Sparks testified that he had been racing cars on dirt tracks for more than ten years. He was introduced to the activity as a child by his father and uncle, and bought his first racing car at the age of 21. He performs most of the maintenance on the cars himself, and enters 35 - 40 races per year. He and his wife both have full-time jobs, and he schedules his racing to avoid any conflicts with his day job. When asked at the hearing why he raced, Mr. Sparks responded
"For the fun of it, you know, playing around (with) it. I'd like to quit my job and go racing for a living. I mean, but I can't just quit (my job) and go do that. I'd - I'd like to."The Sparks deducted losses from racing of between $12 and $13 thousand dollars on their 2001 and 2002 income tax returns, with gross income from the activity of $1,050 in 2001 and $1,135 in 2002.

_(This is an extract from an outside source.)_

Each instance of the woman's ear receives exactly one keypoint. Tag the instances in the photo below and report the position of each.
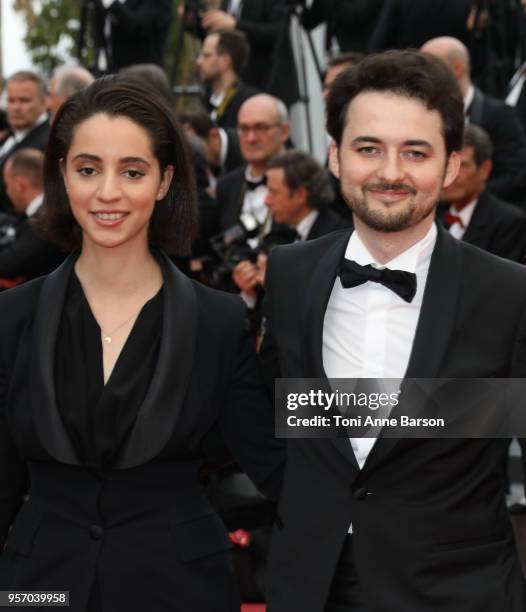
(165, 182)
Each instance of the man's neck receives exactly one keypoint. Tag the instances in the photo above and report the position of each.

According to the ALJ, the taxpayer's primary purpose for engaging in the activity would have to be making a profit in order for the expenses to be deductible. There has to be a "good faith expectation of making a profit." The ALJ went on to distinguish the case in several respects from a similar case, State of Alabama v. Dawson, 85-130 (Admin. Law Division 11/19/85). The taxpayer in Dawson was a drag racer who had deducted losses with respect to his racing operations. Those losses were challenged by the Department of Revenue, but the taxpayer was upheld on appeal by the Circuit Court. In contrast to Sparks, Dawson had no other sources of income other than his drag racing operations. Also, Dawson reported increasing gross income in each year examined by the Department, and actually had a small net profit in the final year.
After considering all the evidence, the ALJ concluded that Sparks "... did not conduct his racing activities with a reasonable expectation of making a profit." His dirt track racing operation was his "... lifelong hobby, not his business." ADOR had acted properly in disallowing the expenses.